Avant d’être une momie célèbre et célébrée, le corps de Walter Benjamin a été photographié à plusieurs reprises à une époque où l'on croyait que le temps de l'image était venu. Avec une certaine passivité, il s’est ainsi prêté au jeu de Gisèle Freund, dont les photographies sont exposées à la BPI. "Benjamin [...] ne semble venir à lui-même que sur fond d’une lourde passivité primordiale", écrit Guy Petitdemange dans la postface de la Correspondance 1929-1940. Le voici, par exemple, au bord de la rivière à Pontigny, à la lisière du cadrage, méditant une fleur à la main ; ou dans la salle des fichiers de la Bibliothèque nationale, mains potelées, doigts tachés d’encre ; ou encore le visage soucieux, main posée sur un front rose et pâle, chemise et cheveux gris bleu. Cela se passe à Paris entre 1932 et 1938.
Au même moment, dans la même ville, la même Gisèle tente de fixer James Joyce, à son domicile. "Ces photos devaient partir d’urgence aux États-Unis. Je le quittai en hâte. Mon taxi, en voulant aller trop vite, s’écrasa contre une voiture. Ses vitres se brisèrent, mon appareil m’échappa et j’arrivai à la maison en pleurant. Je téléphonai immédiatement à Joyce : Mister Joyce, vous avez désiré ma mort. Mon taxi a eu un accident et les photos sont fichues. Êtes-vous content ? Vous m’avez jeté un mauvais sort !"

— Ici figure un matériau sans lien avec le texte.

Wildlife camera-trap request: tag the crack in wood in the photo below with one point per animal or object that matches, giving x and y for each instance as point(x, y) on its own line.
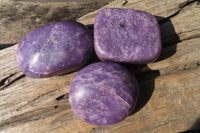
point(6, 82)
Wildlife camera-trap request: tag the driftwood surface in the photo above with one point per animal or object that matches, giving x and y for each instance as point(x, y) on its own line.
point(169, 88)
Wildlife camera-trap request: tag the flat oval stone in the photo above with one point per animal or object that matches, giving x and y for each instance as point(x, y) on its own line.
point(103, 93)
point(54, 49)
point(125, 35)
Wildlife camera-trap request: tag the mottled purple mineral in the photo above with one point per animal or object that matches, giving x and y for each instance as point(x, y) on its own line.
point(103, 93)
point(54, 49)
point(124, 35)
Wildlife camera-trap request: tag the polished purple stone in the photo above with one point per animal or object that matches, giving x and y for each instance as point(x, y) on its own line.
point(125, 35)
point(103, 93)
point(54, 49)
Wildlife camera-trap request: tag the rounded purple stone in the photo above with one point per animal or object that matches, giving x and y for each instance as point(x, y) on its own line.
point(54, 49)
point(125, 35)
point(103, 93)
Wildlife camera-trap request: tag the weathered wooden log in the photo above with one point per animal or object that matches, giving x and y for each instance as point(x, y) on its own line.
point(169, 98)
point(18, 17)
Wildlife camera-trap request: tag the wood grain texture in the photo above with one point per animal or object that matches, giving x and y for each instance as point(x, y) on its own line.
point(169, 88)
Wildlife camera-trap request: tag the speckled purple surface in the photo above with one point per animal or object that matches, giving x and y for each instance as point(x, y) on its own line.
point(124, 35)
point(54, 49)
point(103, 93)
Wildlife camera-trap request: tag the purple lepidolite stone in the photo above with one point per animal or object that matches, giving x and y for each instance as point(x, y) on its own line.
point(54, 49)
point(124, 35)
point(103, 93)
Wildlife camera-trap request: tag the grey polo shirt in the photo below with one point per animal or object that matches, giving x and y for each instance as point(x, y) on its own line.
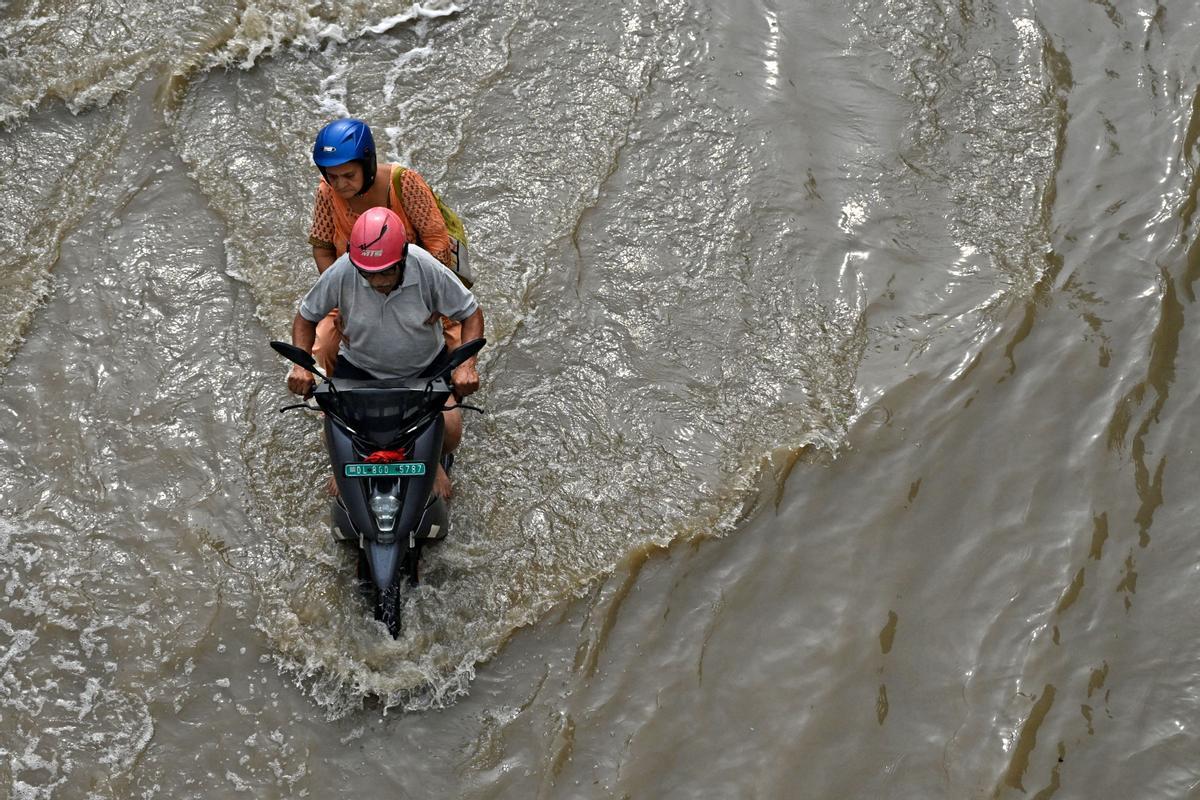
point(387, 335)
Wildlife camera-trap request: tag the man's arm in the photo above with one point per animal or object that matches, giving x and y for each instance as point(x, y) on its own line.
point(323, 257)
point(465, 378)
point(304, 335)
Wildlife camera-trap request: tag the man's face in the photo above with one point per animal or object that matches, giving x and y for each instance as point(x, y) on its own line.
point(346, 179)
point(383, 281)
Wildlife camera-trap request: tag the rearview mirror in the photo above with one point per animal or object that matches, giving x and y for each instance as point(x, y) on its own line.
point(465, 352)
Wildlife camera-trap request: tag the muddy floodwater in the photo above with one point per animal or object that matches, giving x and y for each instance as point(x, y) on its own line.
point(840, 386)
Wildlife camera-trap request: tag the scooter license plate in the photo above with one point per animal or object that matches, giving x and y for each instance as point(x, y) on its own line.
point(395, 469)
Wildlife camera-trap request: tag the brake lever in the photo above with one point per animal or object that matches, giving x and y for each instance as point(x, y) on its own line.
point(469, 408)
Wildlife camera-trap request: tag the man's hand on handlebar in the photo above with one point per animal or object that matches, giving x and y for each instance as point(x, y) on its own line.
point(300, 382)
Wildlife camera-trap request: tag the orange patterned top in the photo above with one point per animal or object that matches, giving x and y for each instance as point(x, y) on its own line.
point(333, 218)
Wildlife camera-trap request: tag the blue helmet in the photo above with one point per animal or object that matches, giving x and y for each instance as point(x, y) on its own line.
point(342, 142)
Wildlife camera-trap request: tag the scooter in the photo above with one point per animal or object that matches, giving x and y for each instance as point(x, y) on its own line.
point(384, 441)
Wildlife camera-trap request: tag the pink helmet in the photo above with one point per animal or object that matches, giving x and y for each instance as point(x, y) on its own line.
point(377, 240)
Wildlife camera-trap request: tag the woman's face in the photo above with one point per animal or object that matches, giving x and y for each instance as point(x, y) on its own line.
point(346, 179)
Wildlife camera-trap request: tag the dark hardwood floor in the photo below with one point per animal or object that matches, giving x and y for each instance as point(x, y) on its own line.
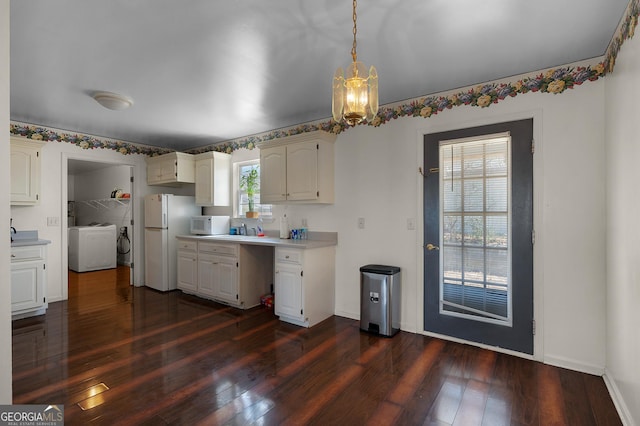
point(113, 354)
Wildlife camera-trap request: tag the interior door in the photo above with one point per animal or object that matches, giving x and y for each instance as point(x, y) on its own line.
point(478, 228)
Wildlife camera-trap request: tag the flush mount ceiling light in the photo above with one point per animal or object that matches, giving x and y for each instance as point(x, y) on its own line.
point(112, 100)
point(356, 96)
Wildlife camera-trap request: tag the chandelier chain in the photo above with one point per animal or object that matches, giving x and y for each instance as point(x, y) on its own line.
point(355, 30)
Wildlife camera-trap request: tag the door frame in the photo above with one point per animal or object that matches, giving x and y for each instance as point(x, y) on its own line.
point(538, 248)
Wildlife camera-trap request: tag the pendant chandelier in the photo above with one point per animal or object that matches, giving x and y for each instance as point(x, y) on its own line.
point(355, 94)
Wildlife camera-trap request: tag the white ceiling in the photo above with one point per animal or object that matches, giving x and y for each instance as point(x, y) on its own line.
point(205, 71)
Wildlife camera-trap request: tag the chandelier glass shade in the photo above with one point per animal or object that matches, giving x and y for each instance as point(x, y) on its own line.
point(355, 93)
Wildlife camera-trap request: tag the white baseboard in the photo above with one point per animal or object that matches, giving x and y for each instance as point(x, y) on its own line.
point(574, 365)
point(618, 401)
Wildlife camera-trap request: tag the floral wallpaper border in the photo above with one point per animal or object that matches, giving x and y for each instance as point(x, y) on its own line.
point(554, 81)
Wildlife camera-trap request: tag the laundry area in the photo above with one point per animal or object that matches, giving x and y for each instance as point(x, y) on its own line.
point(99, 215)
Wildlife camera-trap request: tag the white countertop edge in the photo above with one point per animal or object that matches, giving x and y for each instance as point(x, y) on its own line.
point(25, 243)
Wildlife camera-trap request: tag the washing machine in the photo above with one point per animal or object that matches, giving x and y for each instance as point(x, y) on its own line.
point(92, 248)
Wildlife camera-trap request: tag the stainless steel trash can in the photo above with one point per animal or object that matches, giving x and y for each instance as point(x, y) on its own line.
point(380, 299)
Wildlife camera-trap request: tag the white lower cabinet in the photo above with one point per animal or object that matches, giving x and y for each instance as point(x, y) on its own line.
point(28, 265)
point(233, 274)
point(304, 285)
point(188, 266)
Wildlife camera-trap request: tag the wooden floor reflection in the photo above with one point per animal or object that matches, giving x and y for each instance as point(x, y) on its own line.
point(114, 354)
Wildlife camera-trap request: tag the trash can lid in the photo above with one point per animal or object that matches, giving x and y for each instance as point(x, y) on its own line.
point(380, 269)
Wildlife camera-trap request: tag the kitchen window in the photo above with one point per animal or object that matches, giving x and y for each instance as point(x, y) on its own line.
point(241, 199)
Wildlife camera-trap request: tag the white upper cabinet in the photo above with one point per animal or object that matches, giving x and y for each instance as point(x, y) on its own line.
point(213, 179)
point(273, 174)
point(25, 171)
point(172, 168)
point(298, 169)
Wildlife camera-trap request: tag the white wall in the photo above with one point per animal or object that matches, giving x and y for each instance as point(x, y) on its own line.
point(5, 289)
point(623, 233)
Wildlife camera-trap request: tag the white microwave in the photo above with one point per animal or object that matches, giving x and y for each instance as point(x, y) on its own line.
point(210, 225)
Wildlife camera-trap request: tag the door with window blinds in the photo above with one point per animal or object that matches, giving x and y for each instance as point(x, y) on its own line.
point(478, 227)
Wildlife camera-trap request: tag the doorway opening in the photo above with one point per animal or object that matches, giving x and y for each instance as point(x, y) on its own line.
point(98, 230)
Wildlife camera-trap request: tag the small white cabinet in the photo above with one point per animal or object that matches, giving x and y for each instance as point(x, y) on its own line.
point(304, 285)
point(218, 272)
point(187, 266)
point(28, 277)
point(230, 273)
point(170, 169)
point(298, 169)
point(25, 171)
point(213, 179)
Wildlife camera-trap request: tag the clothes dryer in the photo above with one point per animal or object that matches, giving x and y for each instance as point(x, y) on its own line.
point(92, 248)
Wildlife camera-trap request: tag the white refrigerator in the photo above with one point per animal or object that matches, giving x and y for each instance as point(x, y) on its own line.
point(165, 217)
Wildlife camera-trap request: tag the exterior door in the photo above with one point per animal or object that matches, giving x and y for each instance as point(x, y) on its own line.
point(478, 234)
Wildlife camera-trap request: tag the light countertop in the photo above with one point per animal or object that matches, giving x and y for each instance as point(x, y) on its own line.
point(24, 243)
point(318, 240)
point(27, 238)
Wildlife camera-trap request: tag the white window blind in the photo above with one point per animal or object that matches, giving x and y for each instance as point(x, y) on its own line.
point(475, 218)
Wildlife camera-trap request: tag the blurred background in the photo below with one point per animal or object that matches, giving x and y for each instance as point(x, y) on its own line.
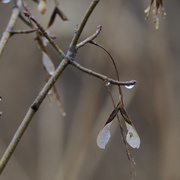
point(64, 148)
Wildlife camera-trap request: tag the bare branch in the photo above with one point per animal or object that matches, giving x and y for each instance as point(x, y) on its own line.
point(36, 104)
point(91, 38)
point(6, 35)
point(103, 77)
point(43, 31)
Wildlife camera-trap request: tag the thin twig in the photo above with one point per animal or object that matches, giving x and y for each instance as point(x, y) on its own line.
point(36, 104)
point(91, 38)
point(103, 77)
point(22, 31)
point(14, 16)
point(43, 31)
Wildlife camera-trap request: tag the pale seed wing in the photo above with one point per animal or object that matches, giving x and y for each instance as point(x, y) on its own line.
point(48, 64)
point(104, 136)
point(132, 136)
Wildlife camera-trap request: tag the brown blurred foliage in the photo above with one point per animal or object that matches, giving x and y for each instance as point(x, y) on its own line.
point(60, 148)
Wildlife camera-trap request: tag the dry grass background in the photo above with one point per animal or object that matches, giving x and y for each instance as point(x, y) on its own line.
point(60, 148)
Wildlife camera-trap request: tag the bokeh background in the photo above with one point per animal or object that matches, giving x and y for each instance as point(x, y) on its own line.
point(64, 148)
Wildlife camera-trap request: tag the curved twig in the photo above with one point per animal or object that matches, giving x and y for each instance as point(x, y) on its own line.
point(34, 107)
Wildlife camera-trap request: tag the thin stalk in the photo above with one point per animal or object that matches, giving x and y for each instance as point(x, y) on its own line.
point(36, 104)
point(7, 33)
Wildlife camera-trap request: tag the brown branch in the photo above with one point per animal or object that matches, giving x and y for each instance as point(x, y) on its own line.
point(36, 104)
point(103, 77)
point(6, 35)
point(91, 38)
point(45, 34)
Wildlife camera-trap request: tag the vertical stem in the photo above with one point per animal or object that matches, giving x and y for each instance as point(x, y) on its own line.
point(12, 21)
point(83, 23)
point(34, 107)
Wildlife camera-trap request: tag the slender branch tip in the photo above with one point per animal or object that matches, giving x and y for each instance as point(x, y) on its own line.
point(27, 14)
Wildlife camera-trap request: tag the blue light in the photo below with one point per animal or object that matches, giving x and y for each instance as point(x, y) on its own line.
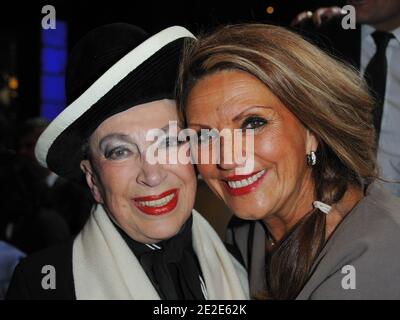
point(52, 88)
point(55, 37)
point(53, 58)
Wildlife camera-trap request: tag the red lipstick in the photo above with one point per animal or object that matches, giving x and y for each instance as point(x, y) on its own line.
point(157, 210)
point(239, 191)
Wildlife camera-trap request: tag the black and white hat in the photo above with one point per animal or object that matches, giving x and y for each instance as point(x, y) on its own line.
point(111, 69)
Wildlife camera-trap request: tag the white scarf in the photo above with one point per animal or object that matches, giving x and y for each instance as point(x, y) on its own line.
point(105, 268)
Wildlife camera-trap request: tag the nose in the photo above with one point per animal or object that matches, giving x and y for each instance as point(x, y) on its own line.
point(236, 156)
point(151, 175)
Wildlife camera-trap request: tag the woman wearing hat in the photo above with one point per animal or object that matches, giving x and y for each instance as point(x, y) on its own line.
point(143, 239)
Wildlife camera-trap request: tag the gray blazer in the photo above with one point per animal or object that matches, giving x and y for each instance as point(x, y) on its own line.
point(361, 259)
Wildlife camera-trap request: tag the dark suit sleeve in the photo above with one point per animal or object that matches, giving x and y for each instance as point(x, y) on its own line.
point(29, 274)
point(18, 289)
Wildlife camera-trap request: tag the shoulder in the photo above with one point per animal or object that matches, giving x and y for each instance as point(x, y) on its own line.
point(46, 275)
point(363, 249)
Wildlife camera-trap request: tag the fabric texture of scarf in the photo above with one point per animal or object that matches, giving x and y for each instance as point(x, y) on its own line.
point(105, 268)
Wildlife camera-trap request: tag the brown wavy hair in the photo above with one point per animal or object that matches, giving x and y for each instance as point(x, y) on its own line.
point(326, 95)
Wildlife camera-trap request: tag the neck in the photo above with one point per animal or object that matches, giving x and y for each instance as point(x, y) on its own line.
point(339, 210)
point(296, 206)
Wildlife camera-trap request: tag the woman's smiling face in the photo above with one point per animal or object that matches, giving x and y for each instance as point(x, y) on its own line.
point(150, 202)
point(281, 178)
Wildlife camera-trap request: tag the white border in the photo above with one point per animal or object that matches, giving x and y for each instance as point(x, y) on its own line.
point(104, 84)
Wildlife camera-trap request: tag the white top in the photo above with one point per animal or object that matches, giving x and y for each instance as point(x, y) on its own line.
point(389, 139)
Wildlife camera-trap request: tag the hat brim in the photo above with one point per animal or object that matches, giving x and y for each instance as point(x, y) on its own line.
point(145, 74)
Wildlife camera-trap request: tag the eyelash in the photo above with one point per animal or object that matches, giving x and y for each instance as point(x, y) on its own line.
point(112, 154)
point(258, 121)
point(202, 138)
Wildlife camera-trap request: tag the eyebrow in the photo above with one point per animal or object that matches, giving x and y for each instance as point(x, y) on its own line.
point(114, 136)
point(240, 115)
point(127, 138)
point(236, 118)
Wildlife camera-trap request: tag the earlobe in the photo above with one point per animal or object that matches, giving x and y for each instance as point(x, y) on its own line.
point(311, 142)
point(91, 180)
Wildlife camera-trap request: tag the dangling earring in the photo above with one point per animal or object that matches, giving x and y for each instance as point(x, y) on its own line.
point(311, 158)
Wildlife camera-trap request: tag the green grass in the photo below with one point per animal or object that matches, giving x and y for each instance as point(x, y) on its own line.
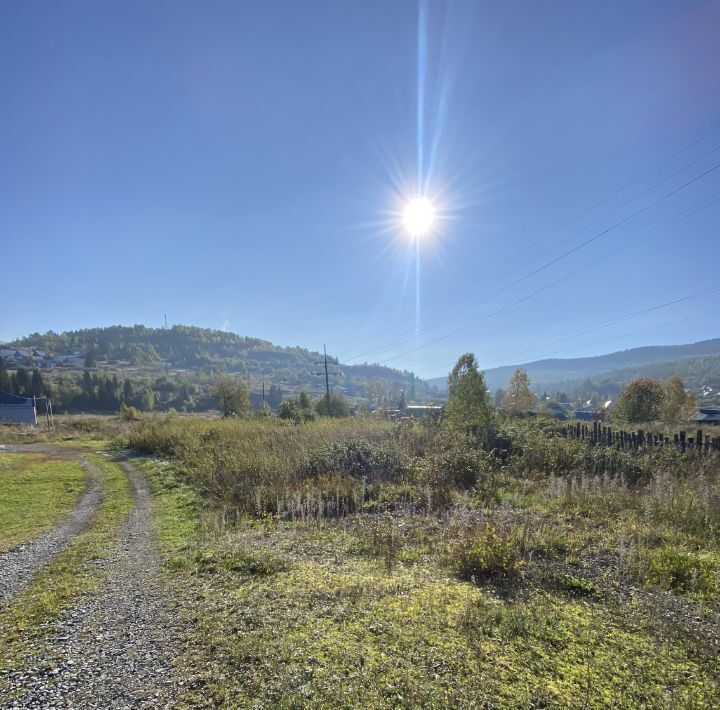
point(363, 611)
point(69, 574)
point(34, 492)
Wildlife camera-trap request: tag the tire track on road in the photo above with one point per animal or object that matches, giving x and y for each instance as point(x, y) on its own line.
point(21, 563)
point(116, 647)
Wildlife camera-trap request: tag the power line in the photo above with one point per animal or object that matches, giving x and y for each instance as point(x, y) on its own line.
point(327, 374)
point(412, 333)
point(593, 327)
point(562, 256)
point(593, 171)
point(603, 324)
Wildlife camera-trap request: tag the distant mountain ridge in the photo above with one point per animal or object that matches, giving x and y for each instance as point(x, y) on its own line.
point(551, 373)
point(183, 348)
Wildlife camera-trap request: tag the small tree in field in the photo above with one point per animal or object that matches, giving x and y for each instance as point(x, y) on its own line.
point(518, 398)
point(677, 404)
point(299, 410)
point(232, 396)
point(468, 396)
point(641, 401)
point(334, 406)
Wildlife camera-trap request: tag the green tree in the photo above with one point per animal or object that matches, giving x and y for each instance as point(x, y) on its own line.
point(232, 396)
point(128, 392)
point(5, 384)
point(22, 382)
point(274, 396)
point(37, 387)
point(334, 406)
point(641, 401)
point(90, 357)
point(299, 410)
point(677, 403)
point(468, 396)
point(518, 398)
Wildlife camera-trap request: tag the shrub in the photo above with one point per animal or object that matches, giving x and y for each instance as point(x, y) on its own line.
point(486, 556)
point(355, 457)
point(129, 414)
point(680, 570)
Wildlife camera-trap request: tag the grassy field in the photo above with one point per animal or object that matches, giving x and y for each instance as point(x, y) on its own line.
point(34, 491)
point(361, 562)
point(68, 575)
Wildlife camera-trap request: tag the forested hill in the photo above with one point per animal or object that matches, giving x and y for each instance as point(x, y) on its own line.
point(697, 362)
point(190, 350)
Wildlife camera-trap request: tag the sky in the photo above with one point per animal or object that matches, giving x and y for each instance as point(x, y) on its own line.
point(244, 166)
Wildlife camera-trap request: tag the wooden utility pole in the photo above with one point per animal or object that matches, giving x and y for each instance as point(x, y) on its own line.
point(327, 375)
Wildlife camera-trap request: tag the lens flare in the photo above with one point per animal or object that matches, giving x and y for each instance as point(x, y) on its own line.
point(419, 217)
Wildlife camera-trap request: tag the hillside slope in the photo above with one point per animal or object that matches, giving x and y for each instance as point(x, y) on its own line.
point(547, 374)
point(188, 350)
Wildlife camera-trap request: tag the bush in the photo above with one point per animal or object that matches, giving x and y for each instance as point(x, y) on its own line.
point(486, 557)
point(680, 570)
point(129, 414)
point(357, 458)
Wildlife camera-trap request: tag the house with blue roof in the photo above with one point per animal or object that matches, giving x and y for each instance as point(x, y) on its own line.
point(19, 410)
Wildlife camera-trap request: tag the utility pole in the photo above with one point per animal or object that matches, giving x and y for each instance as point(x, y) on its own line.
point(327, 375)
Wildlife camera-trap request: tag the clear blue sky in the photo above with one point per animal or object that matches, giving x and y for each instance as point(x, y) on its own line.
point(238, 165)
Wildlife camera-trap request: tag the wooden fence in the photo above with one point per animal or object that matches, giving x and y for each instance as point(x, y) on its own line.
point(598, 434)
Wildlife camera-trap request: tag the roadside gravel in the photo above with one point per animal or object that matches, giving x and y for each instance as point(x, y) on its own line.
point(18, 565)
point(115, 649)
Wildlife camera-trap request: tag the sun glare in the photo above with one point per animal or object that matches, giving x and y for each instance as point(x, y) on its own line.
point(419, 217)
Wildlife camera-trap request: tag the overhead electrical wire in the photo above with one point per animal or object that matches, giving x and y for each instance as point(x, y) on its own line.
point(593, 171)
point(567, 253)
point(412, 334)
point(583, 330)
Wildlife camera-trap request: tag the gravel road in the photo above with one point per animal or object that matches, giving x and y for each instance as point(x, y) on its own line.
point(115, 648)
point(18, 565)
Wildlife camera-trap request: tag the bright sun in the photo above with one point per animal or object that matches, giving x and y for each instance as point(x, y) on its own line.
point(419, 217)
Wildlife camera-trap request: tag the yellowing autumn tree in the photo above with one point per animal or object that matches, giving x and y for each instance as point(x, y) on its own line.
point(677, 404)
point(518, 398)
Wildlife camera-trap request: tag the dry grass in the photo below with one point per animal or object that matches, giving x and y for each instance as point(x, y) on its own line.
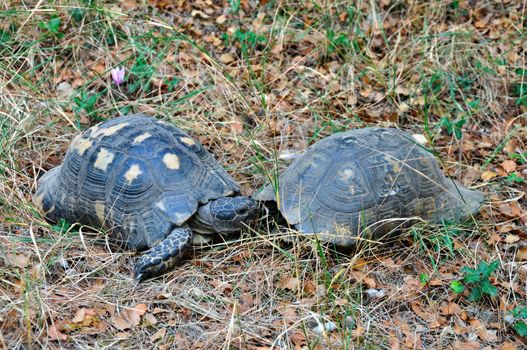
point(401, 63)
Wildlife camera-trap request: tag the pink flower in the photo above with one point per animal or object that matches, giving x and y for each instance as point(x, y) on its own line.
point(118, 75)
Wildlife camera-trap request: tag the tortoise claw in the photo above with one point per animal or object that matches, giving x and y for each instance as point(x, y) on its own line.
point(164, 255)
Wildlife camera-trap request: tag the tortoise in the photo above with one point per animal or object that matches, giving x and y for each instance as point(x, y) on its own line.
point(366, 183)
point(150, 184)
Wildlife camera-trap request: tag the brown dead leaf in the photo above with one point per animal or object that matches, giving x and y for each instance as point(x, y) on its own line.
point(289, 282)
point(129, 4)
point(17, 260)
point(83, 314)
point(511, 209)
point(129, 317)
point(221, 19)
point(510, 239)
point(488, 175)
point(425, 315)
point(473, 345)
point(55, 334)
point(509, 166)
point(508, 346)
point(362, 277)
point(451, 309)
point(160, 334)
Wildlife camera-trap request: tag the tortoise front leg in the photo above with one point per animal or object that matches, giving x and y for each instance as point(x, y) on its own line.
point(164, 255)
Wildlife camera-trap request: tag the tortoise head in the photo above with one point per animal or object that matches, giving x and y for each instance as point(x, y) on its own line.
point(227, 214)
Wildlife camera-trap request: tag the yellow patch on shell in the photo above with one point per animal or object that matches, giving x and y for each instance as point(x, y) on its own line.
point(346, 174)
point(96, 132)
point(99, 210)
point(161, 205)
point(187, 141)
point(171, 161)
point(38, 201)
point(138, 139)
point(81, 144)
point(132, 173)
point(104, 158)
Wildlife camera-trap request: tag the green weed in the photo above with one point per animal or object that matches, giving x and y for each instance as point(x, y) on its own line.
point(477, 280)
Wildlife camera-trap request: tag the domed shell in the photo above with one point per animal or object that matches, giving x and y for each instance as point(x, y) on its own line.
point(135, 174)
point(370, 180)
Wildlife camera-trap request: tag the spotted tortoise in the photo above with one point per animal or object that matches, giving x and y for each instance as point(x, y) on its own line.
point(148, 182)
point(366, 183)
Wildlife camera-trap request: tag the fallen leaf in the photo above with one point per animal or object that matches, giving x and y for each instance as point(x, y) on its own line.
point(510, 239)
point(466, 345)
point(55, 334)
point(487, 175)
point(83, 314)
point(159, 334)
point(17, 260)
point(129, 317)
point(508, 346)
point(289, 282)
point(151, 318)
point(511, 209)
point(375, 293)
point(509, 166)
point(451, 309)
point(221, 19)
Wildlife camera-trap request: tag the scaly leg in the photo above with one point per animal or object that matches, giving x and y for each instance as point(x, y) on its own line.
point(164, 255)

Joyce ne se laisse pas jeter des sorts sans réagir. Contre-charme instantané. Chauve-souris contre vampire. Docteur Freund et Mister Joyce. Les photos ne seront pas perdues. L’une d’entre elles est un des plus beaux portraits de Joyce, et le moins qu'on puisse dire, c'est qu'il y est pour quelque chose. Habillé d’une robe de chambre pourpre, il s’invente séance tenante un troisième œil sous le menton : un monocle bien placé au moment du déclic lui permet de capter le reflet de Gisèle Freund dans un petit cercle magique. Arroseur arrosé ! On ne l’y reprendra pas deux fois l’Irlandais, quoique puisse en penser la Freund. Joyce donne ici une leçon exemplaire : comment être soi-même une œuvre d’art à l’ère de sa reproductibilité technique !
"Les passages"
On peut regretter que Walter Benjamin n’ait pas rencontré James Joyce à Paris. Tous deux connaissaient Adrienne Monnier qui aurait dû les inviter à dîner ensemble. Qu’auraient-ils eu à se dire, le premier écrivain de son temps et le premier des derniers intellectuels à la fin de l’histoire ? Joyce aurait sans doute fourni de précieux éclaircissements à Benjamin sur la question capitale des "passages" et sur leurs nouvelles coordonnées. La science joycienne des sirènes et des filets est impeccable.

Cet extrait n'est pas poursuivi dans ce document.